CMS Moratorium: What A Nationwide Freeze Means For Home Health Growth – Image for illustrative purposes only (Image credits: Unsplash)
The Centers for Medicare and Medicaid Services announced a six-month moratorium on new Medicare enrollments for home health agencies and hospices nationwide. The step comes amid ongoing efforts to address fraud in these programs, which serve millions of older adults and those with serious illnesses. Existing providers may continue to operate and bill under current approvals, yet the policy blocks fresh agencies and branch locations from entering the Medicare system. Patients and families who depend on these services now face uncertainty about how the change could shape future availability of care.
A Broad Halt With Clear Limits
The moratorium applies uniformly across all states and territories, covering both home health and hospice providers. It prevents new Medicare-certified locations from opening and stops expansions that would require fresh enrollment. Current operations remain unaffected, allowing agencies already in the system to maintain their patient loads and referrals. CMS described the action as a temporary measure to curb the entry of providers in categories viewed as high risk for improper billing.
Officials noted that the freeze targets the influx of new entities rather than restricting services for existing beneficiaries. This distinction means Medicare patients already receiving home health or hospice support should see no immediate disruption. Still, the policy removes one established route for expanding capacity in underserved regions.
Lessons From an Earlier, Longer Freeze
A similar enrollment moratorium took effect in 2013 under the Obama administration. It began in limited areas of Florida and Illinois before expanding to cover entire states including Michigan and Texas. That earlier action lasted five and a half years through repeated six-month extensions.
| Aspect | 2013 Moratorium | Current Moratorium |
|---|---|---|
| Geographic Reach | Selected states | Nationwide |
| Initial Length | 6 months, extended | 6 months, extendable |
| Medicaid Link | Required in affected states | State discretion encouraged |
The precedent suggests providers and regulators may need to prepare for the possibility of extensions beyond the initial period. Rural communities, which often rely on new entrants to fill service gaps, felt the effects of the prior freeze most sharply.
Practical Effects on Patients and Families
With new agencies sidelined, growth in home health and hospice capacity will shift toward existing locations. Agencies may focus on serving more patients within current service areas through better referral networks and clinician scheduling. Several factors could limit how far this approach reaches:
- Persistent staffing shortages that constrain the number of additional visits possible.
- Geographic barriers that make it harder to reach isolated rural patients.
- Potential reluctance among clinicians to increase caseloads without added support.
CMS has also signaled that states should consider parallel steps for their Medicaid programs. An agency FAQ encourages each state to evaluate whether a similar freeze would suit its own provider pool and beneficiary needs. States with prior records of Medicare fraud concerns may face added pressure to act.

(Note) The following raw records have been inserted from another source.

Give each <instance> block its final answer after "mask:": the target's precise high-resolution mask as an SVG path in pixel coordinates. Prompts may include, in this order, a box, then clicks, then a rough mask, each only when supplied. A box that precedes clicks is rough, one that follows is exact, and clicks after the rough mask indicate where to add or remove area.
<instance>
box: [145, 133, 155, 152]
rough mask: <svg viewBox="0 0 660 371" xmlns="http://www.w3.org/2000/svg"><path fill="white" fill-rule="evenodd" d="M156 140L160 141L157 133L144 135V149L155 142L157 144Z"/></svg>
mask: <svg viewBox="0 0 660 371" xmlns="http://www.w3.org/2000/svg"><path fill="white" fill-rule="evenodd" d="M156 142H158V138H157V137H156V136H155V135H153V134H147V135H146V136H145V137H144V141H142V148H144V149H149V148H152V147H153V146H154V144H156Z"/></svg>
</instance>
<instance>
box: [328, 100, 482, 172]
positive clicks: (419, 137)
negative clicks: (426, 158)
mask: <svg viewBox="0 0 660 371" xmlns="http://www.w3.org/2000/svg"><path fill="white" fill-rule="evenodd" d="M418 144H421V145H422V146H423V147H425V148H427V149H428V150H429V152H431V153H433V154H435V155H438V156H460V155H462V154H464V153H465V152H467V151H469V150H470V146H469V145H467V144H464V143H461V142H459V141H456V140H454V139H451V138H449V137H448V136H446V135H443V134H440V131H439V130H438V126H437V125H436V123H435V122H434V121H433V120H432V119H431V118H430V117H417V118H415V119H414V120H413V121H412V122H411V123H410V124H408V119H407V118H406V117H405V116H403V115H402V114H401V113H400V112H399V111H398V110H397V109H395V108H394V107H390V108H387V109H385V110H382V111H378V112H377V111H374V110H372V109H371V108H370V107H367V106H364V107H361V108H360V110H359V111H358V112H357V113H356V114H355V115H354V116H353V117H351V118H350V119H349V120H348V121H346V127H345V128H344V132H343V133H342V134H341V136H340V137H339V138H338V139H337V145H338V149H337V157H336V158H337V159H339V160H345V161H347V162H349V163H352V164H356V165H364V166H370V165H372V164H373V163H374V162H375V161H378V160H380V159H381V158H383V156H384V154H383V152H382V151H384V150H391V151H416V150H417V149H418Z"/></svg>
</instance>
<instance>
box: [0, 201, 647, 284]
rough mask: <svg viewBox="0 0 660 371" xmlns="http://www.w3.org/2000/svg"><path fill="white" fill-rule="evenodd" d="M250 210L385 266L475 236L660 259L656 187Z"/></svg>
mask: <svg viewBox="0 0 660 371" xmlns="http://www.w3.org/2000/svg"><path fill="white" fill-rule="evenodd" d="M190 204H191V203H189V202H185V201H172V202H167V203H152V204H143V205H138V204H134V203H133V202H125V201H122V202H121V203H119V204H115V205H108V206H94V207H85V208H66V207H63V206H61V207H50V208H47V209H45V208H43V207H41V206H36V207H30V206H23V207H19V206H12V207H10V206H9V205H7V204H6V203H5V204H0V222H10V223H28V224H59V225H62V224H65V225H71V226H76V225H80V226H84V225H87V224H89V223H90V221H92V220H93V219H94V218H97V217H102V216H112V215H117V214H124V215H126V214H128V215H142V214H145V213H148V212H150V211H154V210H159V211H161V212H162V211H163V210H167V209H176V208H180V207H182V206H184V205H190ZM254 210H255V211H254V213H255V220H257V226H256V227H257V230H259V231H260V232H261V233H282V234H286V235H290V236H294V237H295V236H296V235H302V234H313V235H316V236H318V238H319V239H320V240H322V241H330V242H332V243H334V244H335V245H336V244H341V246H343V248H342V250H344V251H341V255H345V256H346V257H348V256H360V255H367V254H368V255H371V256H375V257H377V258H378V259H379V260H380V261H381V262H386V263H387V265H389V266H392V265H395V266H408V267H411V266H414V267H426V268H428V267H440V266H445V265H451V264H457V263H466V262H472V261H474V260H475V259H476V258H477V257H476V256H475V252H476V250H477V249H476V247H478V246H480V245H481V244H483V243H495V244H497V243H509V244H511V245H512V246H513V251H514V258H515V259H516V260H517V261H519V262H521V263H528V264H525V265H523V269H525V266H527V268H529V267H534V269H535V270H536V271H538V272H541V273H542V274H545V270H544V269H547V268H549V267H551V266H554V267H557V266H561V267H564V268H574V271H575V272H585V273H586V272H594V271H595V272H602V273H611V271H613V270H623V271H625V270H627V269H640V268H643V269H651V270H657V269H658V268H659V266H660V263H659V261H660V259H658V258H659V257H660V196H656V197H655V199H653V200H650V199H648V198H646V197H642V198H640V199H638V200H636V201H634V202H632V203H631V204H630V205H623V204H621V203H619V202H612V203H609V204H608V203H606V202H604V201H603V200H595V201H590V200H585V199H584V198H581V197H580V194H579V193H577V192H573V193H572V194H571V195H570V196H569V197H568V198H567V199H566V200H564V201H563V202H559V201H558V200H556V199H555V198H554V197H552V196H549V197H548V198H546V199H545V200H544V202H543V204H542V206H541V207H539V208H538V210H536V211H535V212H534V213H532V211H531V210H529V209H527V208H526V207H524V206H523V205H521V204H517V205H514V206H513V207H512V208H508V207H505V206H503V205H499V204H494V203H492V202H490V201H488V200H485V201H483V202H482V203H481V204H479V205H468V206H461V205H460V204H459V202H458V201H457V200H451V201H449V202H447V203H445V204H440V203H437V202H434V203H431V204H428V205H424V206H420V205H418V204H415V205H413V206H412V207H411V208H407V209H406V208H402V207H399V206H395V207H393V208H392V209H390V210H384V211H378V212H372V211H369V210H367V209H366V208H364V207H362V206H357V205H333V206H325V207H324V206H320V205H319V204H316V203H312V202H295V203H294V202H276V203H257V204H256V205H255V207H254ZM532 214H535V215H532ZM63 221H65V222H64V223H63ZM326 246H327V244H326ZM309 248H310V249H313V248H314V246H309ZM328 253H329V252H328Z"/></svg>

Next Steps for Beneficiaries
Medicare recipients planning to use home health or hospice services should continue working with their current providers and physicians. Those seeking new options may encounter longer wait times or fewer choices in certain markets as the policy takes hold. Families can monitor announcements from their state Medicaid agencies, which now hold greater latitude to shape local rules.
The six-month window gives regulators time to review enrollment patterns and strengthen oversight. How states respond will determine whether the federal action leads to broader restrictions or remains limited to Medicare. Patients and caregivers benefit most by staying informed through official Medicare channels as these decisions develop.